En el momento en el que la verdad es dicha, muere un poco. Y ese es su bello suceder. Nace, muere… en cada momento, como la respiración; y así experimentamos esa viveza, ese misterio reconciliador que nos certifica una realidad por descubrir, por sentir, por abrazar, por amar.

Esta realidad es la vida, esta vida es la única verdad, la verdad que estamos experimentando, que estamos haciendo nuestra de una manera tan íntima que al cerrar los ojos también está ahí, pues siempre está y ha estado ahí dentro. Ese es su bello suceder, el bello suceder de todo instante que reproduce la esencia de todos los instantes vividos, la esencia de toda existencia.

La verdad es dicha, pero muere un poco. Y vuelve a darse vida en esa respiración que nos llena, que nos confirma. He ahí el acontecimiento que nadie más puede experimentar por nosotros, ese encuentro único, intransferible, del descubrimiento de la verdad, es decir, de aquello que nos libera de toda ignorancia, imposibilidad o limitación. He ahí el acontecimiento que la conciencia descubre, atenta a nada más que a su ser. Porque en ese “nada más” está el todo, ya nada sobra ni resta: el ser es completo y visitar su completitud nos vacía de cualquier carencia con lógica resplandeciente.

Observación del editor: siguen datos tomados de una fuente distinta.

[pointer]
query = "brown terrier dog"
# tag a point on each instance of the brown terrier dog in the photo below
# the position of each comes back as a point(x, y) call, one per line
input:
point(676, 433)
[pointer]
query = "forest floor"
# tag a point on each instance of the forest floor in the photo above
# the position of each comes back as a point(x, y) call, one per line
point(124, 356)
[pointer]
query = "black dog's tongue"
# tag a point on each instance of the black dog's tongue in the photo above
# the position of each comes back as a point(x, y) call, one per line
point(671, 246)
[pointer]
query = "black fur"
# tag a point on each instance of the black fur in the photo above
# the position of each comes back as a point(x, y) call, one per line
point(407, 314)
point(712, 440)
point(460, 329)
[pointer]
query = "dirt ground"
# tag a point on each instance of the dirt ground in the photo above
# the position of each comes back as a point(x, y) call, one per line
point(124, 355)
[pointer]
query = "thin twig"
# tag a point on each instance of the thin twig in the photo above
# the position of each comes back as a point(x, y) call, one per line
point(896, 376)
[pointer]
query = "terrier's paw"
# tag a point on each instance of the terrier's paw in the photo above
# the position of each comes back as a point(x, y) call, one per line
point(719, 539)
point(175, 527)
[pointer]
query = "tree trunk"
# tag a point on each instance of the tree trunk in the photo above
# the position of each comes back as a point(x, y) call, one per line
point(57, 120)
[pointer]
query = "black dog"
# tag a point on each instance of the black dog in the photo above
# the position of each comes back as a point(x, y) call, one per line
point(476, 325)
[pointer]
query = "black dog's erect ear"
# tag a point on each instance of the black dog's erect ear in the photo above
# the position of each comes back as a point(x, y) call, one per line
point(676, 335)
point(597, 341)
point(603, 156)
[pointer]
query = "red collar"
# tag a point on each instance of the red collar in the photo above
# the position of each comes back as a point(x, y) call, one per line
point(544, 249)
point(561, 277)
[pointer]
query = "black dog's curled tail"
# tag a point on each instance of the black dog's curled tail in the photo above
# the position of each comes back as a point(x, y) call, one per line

No hace falta nada, ni siquiera es necesario intentar evitar lo indeseado, lo que nos molesta, sino que todo es acogido -y aliviado- con abrazo compasivo y transmutado así, integrado en el amor incondicional y observado desde ahí, sanando lo indiscernible hasta ese momento –la causa del dolor- y discernido en consecuencia, con el lenguaje del espíritu. Y en esa armonía de apertura a lo que es, un bello suceder ocurre: se despierta la conciencia del Ser y todo es comprendido mediante la amorosa aceptación, la cual nos hace más grandes y más libres.